The dataset used for this project comes from the USDA Research Data Archive. It contains information about 1.88 million wildfires that occurred in the United States from 1992 to 2018. It is a conglomeration of data from several different fire organizations at federal, state, and local levels. This dataset contains specifics about the location, size, date, causes, and other information for every wildfire in the United States. I also incoporated a dataset including the land area of counties in the US.

Specifically, this project focused on the variables involving the location, duration, size, and number of wildfires for each county.

Data Citation: Short, Karen C. 2021. Spatial wildfire occurrence data for the United States, 1992-2018 [FPA_FOD_20210617]. 5th Edition. Fort Collins, CO: Forest Service Research Data Archive. https://doi.org/10.2737/RDS-2013-0009.5

The Visualization

Click here to see the interactive map if you are on a computer

The map does not work for mobile devices.

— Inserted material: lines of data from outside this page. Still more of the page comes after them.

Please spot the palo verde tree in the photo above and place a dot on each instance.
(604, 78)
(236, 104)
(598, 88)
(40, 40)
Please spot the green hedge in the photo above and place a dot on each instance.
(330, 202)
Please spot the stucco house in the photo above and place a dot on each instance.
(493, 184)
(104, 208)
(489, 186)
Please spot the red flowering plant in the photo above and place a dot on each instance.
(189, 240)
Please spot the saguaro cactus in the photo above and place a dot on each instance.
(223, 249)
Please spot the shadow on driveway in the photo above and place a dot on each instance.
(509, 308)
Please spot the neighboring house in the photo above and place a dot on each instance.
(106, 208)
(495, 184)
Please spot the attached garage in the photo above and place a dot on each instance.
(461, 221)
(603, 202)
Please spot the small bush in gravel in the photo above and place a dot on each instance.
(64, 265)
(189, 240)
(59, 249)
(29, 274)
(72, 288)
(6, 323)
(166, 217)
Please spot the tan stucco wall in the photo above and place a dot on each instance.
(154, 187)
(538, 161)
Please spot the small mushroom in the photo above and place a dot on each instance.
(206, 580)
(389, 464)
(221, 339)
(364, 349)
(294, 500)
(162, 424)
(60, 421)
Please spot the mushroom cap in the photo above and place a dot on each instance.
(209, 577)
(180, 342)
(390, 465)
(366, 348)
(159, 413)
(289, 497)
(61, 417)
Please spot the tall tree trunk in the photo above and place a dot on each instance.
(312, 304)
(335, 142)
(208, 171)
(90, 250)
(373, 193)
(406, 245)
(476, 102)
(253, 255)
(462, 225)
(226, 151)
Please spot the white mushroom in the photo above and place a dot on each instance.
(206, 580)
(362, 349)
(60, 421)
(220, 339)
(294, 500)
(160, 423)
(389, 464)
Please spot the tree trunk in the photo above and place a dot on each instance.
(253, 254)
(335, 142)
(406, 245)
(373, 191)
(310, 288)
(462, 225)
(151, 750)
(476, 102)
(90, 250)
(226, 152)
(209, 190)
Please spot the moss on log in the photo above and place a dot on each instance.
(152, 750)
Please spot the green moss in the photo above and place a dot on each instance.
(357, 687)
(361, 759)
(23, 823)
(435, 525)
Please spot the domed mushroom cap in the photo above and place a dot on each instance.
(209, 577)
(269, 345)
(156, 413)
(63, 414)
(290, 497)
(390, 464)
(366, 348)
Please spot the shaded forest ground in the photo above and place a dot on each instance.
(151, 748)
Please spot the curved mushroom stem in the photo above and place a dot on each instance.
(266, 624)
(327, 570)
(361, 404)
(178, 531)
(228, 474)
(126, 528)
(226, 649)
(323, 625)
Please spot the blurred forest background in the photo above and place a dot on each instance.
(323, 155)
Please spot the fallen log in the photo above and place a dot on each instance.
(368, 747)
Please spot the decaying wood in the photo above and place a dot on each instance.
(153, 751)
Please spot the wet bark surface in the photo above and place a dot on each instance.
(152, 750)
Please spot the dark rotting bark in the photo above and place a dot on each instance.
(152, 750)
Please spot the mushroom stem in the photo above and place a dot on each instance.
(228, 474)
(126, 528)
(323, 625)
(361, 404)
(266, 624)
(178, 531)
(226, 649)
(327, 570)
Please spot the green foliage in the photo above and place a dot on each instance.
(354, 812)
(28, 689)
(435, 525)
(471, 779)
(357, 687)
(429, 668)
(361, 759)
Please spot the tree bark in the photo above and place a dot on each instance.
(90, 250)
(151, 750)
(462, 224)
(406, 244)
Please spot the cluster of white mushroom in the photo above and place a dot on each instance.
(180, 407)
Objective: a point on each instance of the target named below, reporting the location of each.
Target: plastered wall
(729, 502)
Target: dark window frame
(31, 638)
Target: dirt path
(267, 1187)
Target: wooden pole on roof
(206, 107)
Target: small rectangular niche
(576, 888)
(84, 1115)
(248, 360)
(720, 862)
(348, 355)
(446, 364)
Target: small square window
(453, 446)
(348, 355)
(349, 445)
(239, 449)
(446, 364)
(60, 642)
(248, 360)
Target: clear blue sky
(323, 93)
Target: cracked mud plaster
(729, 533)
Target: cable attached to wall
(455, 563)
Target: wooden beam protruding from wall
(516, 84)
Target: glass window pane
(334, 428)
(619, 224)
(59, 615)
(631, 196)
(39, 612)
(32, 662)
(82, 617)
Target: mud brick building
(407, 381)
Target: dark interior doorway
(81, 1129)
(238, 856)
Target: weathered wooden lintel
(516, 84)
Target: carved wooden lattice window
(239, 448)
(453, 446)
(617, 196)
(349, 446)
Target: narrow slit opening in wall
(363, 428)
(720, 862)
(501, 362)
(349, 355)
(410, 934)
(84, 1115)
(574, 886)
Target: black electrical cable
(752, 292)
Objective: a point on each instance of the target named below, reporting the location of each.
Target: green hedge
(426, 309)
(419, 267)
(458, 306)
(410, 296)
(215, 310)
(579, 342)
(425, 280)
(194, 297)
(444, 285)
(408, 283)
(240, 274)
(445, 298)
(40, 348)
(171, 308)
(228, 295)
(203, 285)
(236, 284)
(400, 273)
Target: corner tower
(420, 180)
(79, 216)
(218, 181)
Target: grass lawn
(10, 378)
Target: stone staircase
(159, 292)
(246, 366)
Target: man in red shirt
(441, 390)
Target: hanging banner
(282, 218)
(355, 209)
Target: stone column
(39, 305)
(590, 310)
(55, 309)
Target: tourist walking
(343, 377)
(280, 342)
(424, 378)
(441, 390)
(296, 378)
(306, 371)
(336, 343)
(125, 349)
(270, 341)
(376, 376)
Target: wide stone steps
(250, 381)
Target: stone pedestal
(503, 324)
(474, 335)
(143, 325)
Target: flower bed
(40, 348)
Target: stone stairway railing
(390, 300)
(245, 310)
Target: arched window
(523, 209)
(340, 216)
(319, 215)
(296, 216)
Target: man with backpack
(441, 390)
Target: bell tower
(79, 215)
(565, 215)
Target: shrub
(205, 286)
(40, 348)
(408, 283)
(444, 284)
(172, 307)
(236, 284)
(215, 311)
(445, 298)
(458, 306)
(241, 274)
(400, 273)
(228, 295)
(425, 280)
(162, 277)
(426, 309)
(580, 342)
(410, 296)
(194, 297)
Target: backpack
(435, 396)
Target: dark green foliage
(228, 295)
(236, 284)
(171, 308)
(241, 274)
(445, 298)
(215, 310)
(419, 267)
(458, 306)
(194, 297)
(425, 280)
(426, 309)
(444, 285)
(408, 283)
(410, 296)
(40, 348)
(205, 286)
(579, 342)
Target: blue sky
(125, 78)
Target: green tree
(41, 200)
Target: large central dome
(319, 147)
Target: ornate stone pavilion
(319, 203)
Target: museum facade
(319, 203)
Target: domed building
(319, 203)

A screenshot of the map is included below.

The Process

To start this project, I had to do some data exploration and subject area research to decide how to create a score for fire risk. After some research, I learned that the risk of a severe wildfire for a given area is based on the average duration a wildfire burns, the average size of wildfires, and the average number of wildfires each year.

This dataset was already very clean, and was not missing any values in the columns that I used. The main cleaning I had to involved the names of certain counties. Some counties did not have the word “county” at the end, and so my map was interpreting these counties as two separate counties. I was able to fix this using the FIPS codes for counties.

I had to create calculated variables for each of these: average burn duration, average fire size, average number of wildfires per year. Average burn duration and fire size were simply averages of variables already included in the dataset. The average number of wildfires was a bit more complicated to calculate, as I had to incorporate the land area of the county into this calculation. This is why I incorporated a dataset involving FIPS codes by county and the associated land area.

For each of the calculated variables, I assigned a score from 0-5 based on the distribution of the data. I then averaged these 3 scores to get my final fire risk score for each county.

Once the calculated variables were finished, it was fairly simple to create the map. I decided to use circles for each county and colors for the main cause of wildfires for that county. I decided for the cause of wildfires that I wanted to show the most common causes country-wide as well. So instead of the default legend, I created a bar chart using the same color scheme as the map. This way the bar chart acts as both the legend and a way to add more information to the visualization.

I edited the tooltips to include the county and state name, fire risk score, and main cause of wildfires. I added filters by state and by fire risk score, to make it easier for users to find their own area or see where in the US is at most risk for severe wildfires.

After some minor cosmetic alterations, the map was complete. Future alterations will hopefully include fixing the legend for circle size so that the circles are not cut off. This is a visualization I plan to continually update.